GIRAFFE: Crafting Deep Learning Ensembles for Classifying ECG Paper Printouts

Damian Marek Kucharski1, Arkadiusz Paweł Czerwiński1, Agata Maria Wijata1, Jacek Kawa1, Yalin Zheng2, Gregory Lip2, Jakub Nalepa1
1SIlesian University of Technology, 2University of Liverpool


Abstract

Ensemble methods have proven to be one of the best approaches helping to improve robustness of machine learning models while simultaneously ensuring high predictive performance. Different measuring equipment, data quality and patient populations pose significant challenge in the development of highly generalizable machine learning models of clinical relevance. We propose a genetic programming-based algorithm (dubbed GIRAFFE) which allows for building a tree-like classifier architecture from a set of base learners. The aggregation steps are derived in a form of a computational graph, preserving differentiability, allowing for gradient-based model explanations and further optimization.
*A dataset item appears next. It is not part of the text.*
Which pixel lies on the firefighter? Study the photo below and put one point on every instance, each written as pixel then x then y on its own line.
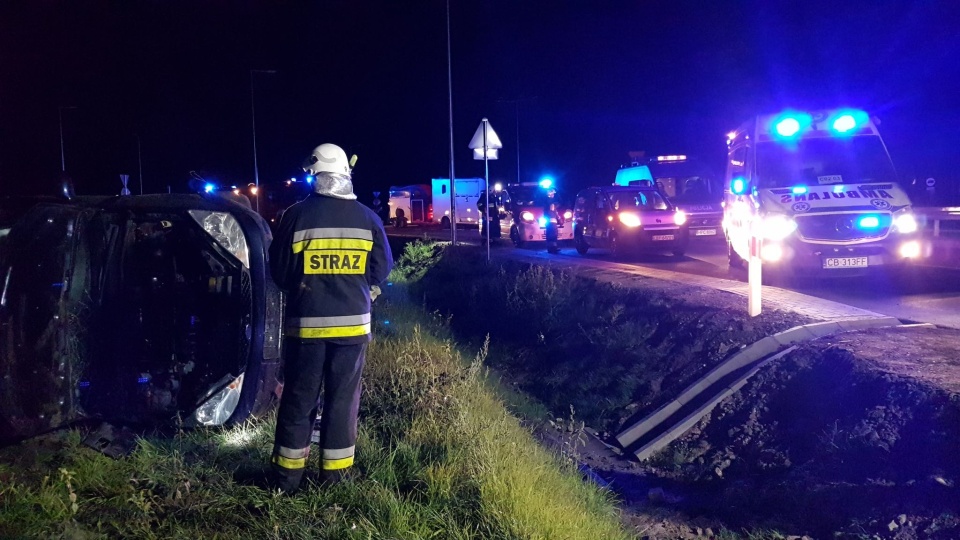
pixel 330 255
In this study, we generated a dataset of synthetic ECG images using the PTB-XL dataset (containing ECGs captured as time series). We split the dataset into the training, validation and test subsets to perform rigorous internal validation of the classification models. This dataset split was stratified according to the class distribution of normal vs. abnormal ECG printouts, with 7596 (44.5%), 955 (44.5%), and 955 (44.6 %) normal printouts included in the training, validation and test subsets, respectively, with the entire dataset containing 21388 ECGs printouts (9514 normal ECGs, 44.5%). Here, the training set was further split into 5 non-overlapping folds, and it was used to train 5 base models that were later exploited to create an ensemble with the GIRAFFE algorithm. In our preliminary results, the test set F1 score obtained with this method was 0.888 (95%CI: 0.874-0.901) in the task of classifying ECGs as normal or abnormal. Compared to the best base model achieving F1 score of 0.872 (95%CI: 0.857-0.886) and majority voting ensemble achieving F1 score of 0.884 (95CI: 0.870-0.898), GIRAFFE proved to be outperforming other methods. Our current efforts focus on expanding the set of base learners, and validating GIRAFFE over the real-world ECGs – our team name in the PhysioNet/CinC Challenge is GIRAFFE.